Elsewhere, Senior explained that not all of these elements of civilized human life have to preach the Faith explicitly, but they should echo it in their order and beauty, and even (especially!) in their simple elegance. John Senior was not an advocate of luxurious living or empty aestheticism; he was a troubadour of simplicity, a virtue reflected in his subtle austerity. Though his boyhood dreams were of cowboys and poets (and both were realized), Dr. Senior found his vocation as a teacher. To his tribute, he became a latter-day Socrates to countless young men and women. Not all of Dr. Senior’s students followed him into the Church, but the thousands who did not surely gained some greater affinity for the good, the true and the beautiful as a result of his teaching the classic works of literature. In this regard, he was a worthy son of another great teacher, Mark Van Doren, of Columbia University, though he outdistanced his mentor in coming to the fullness of revealed truth. As successful as he was, Dr. Senior remained humble, giving the credit to God. He insisted that no Catholic was going to win on the world’s terms, he realized that “losing" is the path of martyrs and saints, paved by the Passion and Death of Our Lord.

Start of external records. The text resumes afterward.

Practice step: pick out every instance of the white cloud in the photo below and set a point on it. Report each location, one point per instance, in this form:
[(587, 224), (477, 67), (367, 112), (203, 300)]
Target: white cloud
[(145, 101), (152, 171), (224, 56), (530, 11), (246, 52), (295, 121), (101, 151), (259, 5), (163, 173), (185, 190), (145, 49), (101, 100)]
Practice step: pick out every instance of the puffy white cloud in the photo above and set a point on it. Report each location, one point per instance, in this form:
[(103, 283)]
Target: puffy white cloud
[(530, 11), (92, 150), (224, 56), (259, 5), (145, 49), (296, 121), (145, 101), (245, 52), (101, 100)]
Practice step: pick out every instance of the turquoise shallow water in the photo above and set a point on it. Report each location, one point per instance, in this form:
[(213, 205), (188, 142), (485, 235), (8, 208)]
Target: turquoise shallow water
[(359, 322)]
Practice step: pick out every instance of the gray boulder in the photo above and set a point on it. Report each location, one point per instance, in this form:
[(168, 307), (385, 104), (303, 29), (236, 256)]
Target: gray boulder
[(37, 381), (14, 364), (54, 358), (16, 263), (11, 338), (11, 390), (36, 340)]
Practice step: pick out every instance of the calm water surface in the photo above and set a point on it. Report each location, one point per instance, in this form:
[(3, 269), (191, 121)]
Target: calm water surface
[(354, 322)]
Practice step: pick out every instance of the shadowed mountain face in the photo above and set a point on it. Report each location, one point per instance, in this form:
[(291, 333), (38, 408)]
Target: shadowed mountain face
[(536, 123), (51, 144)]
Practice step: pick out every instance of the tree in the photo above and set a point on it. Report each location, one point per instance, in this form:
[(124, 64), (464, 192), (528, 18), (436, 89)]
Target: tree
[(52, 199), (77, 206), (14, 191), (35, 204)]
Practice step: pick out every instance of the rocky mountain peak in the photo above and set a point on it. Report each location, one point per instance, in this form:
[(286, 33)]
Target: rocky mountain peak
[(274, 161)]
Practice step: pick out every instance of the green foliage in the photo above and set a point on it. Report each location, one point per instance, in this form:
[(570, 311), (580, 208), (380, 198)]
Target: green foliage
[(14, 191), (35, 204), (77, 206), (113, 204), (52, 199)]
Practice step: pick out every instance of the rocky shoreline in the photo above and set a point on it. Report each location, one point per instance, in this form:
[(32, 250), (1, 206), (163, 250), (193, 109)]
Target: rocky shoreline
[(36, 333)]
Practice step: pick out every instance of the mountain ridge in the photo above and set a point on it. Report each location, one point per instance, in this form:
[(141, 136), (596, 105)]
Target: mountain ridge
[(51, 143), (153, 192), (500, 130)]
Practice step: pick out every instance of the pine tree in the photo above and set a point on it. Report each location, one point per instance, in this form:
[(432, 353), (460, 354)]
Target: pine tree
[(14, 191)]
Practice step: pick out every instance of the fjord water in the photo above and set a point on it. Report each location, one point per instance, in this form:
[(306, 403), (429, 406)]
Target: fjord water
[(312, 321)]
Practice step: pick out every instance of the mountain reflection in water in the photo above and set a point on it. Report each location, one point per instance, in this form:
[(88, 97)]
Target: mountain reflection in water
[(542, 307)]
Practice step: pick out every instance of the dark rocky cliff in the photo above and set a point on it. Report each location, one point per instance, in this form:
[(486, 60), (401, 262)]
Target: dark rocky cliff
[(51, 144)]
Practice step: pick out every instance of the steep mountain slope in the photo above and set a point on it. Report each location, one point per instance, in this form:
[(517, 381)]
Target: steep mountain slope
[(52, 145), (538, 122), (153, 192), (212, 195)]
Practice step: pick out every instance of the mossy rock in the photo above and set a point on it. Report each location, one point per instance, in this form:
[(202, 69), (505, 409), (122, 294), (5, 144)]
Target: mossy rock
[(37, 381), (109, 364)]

Nothing is coincidental, Dr. Senior used to maintain; all is providential. He died at home on Easter Thursday, while praying the rosary with his beloved wife. The epistle appointed for the day is from the Acts of the Apostles:

Now an angel of the Lord spoke to Philip, saying: Arise, go towards the south, to the way that goeth down from Jerusalem to Gaza: this is desert. And rising up he went. And behold a man of Ethiopia, an eunuch of great authority under Candace the queen of the Ethiopians, who had charge over all her treasures had come to Jerusalem to adore. And he was returning, sitting in his chariot, and reading Isaias the prophet. And the spirit said to Philip: Go near, and join thyself to this chariot. And Philip running thither, heard him reading the prophet Isaias. And he said: Thinkest thou that thou understandest what thou readest? Who said: And how can I, unless some man shew me? And he desired Philip that he would come up and sit with him (Acts 8:26-31).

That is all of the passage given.